Green’s Dictionary of Slang

hooked adj.1

[hook v.1 (2a)]

tricked, fooled, deceived, ensnared; usu. in the context of a confidence trick or blackmail.

[UK]B.E. Dict. Canting Crew n.p.: Hookt, over-reached.
[UK]New Canting Dict. [as cit. c.1698].
[UK]Bailey Universal Etym. Eng. Dict. [as cit. c.1698].
[UK]Grose Classical Dict. of the Vulgar Tongue n.p: hooked over reached, tricked, caught, simile taken from fishing.
[UK]G. Andrewes Dict. Sl. and Cant.
[UK]Lex.

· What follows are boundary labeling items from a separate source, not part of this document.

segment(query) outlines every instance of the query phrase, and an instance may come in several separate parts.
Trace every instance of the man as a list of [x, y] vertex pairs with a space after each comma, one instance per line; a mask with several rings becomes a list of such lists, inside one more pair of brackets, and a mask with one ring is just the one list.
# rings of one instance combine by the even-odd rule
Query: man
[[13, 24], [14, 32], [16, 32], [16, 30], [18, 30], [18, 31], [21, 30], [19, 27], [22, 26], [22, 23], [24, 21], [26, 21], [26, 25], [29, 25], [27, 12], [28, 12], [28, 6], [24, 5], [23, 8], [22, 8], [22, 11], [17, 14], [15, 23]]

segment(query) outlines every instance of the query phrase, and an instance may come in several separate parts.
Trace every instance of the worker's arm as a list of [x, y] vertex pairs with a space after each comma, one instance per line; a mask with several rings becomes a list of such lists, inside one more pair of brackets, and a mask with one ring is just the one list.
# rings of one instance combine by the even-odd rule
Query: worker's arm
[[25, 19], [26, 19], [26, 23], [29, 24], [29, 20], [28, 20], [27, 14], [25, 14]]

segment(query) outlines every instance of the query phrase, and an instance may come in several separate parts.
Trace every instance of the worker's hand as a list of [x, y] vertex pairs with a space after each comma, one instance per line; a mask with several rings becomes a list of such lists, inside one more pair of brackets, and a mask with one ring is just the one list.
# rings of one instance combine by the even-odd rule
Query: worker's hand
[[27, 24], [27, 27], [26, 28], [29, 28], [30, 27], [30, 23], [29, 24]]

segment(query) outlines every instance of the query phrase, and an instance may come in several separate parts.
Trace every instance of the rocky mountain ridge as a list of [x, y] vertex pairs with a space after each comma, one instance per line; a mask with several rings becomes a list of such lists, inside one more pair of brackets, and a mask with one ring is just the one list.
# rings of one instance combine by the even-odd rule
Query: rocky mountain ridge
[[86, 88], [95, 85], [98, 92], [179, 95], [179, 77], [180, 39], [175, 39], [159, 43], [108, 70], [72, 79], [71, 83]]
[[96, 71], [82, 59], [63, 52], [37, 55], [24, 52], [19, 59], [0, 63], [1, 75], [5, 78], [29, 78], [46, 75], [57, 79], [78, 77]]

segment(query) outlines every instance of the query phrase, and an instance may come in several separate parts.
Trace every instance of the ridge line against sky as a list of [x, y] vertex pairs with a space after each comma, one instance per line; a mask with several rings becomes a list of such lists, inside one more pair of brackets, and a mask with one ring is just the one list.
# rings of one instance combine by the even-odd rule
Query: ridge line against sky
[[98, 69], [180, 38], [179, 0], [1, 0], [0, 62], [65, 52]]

Balatronicum.
[UK]‘An Amateur’ Real Life in London I 218: The odds were almost a cornucopia to a cabbage-net that Bob would be hook’d.
[UK]G. Kent Modern Flash Dict.
[UK]Dickens Martin Chuzzlewit (1995) 455: ‘Is he hooked, do you think?’ whispered Crimple.
[UK]G.J. Whyte-Melville Digby Grand (1890) 23: What a flat Grand was, to be hooked by such a flirt as that!
[US]E. Townsend Chimmie Fadden and Mr Paul 79: If she ’s afraid Whiskers will get hooked, why don’t Miss Fannie let Mr. Paul get hooked, and call it a draw?
[US]Ade Hand-made Fables 69: [They] still have the Idea firmly set in their Cokes that running a Whizzer or whooping before the Draw is a legitimate Pastime and Nobody’s Business, except the Ike that gets hooked.
[US]Howsley Argot: Dict. of Und. Sl.
[UK]J. Maclaren-Ross ‘The Dark Diceman’ in Bitten by the Tarantula (2005) 207: I think I got someone hooked for that beauty parlour scheme: a steamer, a mug, see?
[US]C. Himes Crazy Kill 97: I know he wasn’t lying [...] I had him hooked.
[UK]T. Blacker Fixx 210: I felt sorry for the man, well and truly hooked as he was.
[US]Eble Campus Sl. Apr. 5: hook – cheat, usually in a game. ‘I got hooked by that umpire.’.